Ant-Man and The Wasp: Quantumania‘s theatrical run had a less than stellar theatrical run as it ran out of steam pretty quickly after a big opening weekend in mid-February. Much of the dropoff has been attributed to the generally poor word of mouth around the film, which was essentially an offbeat sci-fi B movie dressed up as an MCU flick. Writer Jeff Loveness has been the target of significant ire from fans who have consistently criticized some odd edits and lack of stakes in the film’s third act. Interestingly enough, in an exclusive interview with Murphy’s Multiverse, Loveness confirmed that one part of the film’s ending was significantly altered from his original drafts; now, in a new interview, he’s revealed further changes to the film.

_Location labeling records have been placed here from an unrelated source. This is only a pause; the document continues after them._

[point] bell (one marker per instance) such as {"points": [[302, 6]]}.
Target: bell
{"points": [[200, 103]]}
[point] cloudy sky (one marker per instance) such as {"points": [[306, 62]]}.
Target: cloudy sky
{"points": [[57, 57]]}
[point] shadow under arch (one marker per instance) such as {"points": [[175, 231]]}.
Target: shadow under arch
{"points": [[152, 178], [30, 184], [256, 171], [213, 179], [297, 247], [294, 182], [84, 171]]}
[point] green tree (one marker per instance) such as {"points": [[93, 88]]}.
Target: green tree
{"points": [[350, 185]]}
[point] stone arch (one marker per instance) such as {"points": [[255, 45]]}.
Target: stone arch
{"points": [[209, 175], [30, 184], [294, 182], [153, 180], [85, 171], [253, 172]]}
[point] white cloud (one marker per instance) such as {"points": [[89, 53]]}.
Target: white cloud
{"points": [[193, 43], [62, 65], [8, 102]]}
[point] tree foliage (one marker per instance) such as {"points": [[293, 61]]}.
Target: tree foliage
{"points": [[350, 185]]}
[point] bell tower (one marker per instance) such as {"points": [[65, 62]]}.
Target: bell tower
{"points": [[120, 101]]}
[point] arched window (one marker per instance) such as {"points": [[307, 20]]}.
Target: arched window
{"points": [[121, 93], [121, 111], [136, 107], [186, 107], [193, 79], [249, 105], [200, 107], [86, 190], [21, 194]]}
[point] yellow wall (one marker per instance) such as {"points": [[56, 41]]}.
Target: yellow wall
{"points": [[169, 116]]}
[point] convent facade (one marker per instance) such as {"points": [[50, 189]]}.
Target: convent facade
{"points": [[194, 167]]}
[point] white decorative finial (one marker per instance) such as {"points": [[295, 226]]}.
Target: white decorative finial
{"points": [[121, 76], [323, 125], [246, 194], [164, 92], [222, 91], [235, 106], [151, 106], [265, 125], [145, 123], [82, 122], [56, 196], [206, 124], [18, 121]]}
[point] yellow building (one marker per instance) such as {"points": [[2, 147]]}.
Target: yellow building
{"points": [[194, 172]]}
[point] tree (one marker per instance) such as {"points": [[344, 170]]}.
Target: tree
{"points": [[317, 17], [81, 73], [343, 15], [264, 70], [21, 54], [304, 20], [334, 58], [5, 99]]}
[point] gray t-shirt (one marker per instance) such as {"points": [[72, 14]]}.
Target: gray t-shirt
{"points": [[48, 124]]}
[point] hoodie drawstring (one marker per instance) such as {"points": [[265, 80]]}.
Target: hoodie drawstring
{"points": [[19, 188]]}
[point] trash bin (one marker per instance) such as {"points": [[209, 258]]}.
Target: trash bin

In an interview with Backstory Magazine, Loveness confirmed that he had written the death of a member of the Ant-Family into an early draft of Quantumania. “We were going to kill Hank at one point,” said Loveness, “and I was going to have him be, like, reanimated.” Loveness is a huge comic book fans and has written books for Marvel Comics. When he was hired for Quantumania, I was told that his understanding of the source material was key to Marvel Studios being brought on board, so it’s not too surprising that he was going to “reanimate” Hank Pym in a very comic book-y way. “His consciousness was going to live on through the ants, and he was going to be like mentally controlling them,” he explained before adding, “yeah, he was going to be almost like this hive mind of the ants, and I like that… that didn’t go too far.“
Given Loveness‘ admission that he liked his own idea, it’s hard to believe he was the one who cut the idea from the script and that it was likely done by the studio somewhere during the editing process. The revelation by Loveness continues to call into question just what went on between early drafts and even early screenings of the film and the final product. Reliable plot leaks suggest a much different cut of Quantumania existed at one point and set photos confirm that the final scenes of the movie were reshot roughly 6 weeks before release. While this news won’t stop the “bad writing” bandwagon from rolling, it’ll hopefully at least give some fans a reason to stop and think about who’s responsible for what when they see a film. Writers write. Editors edit. And someone else makes all the final decisions.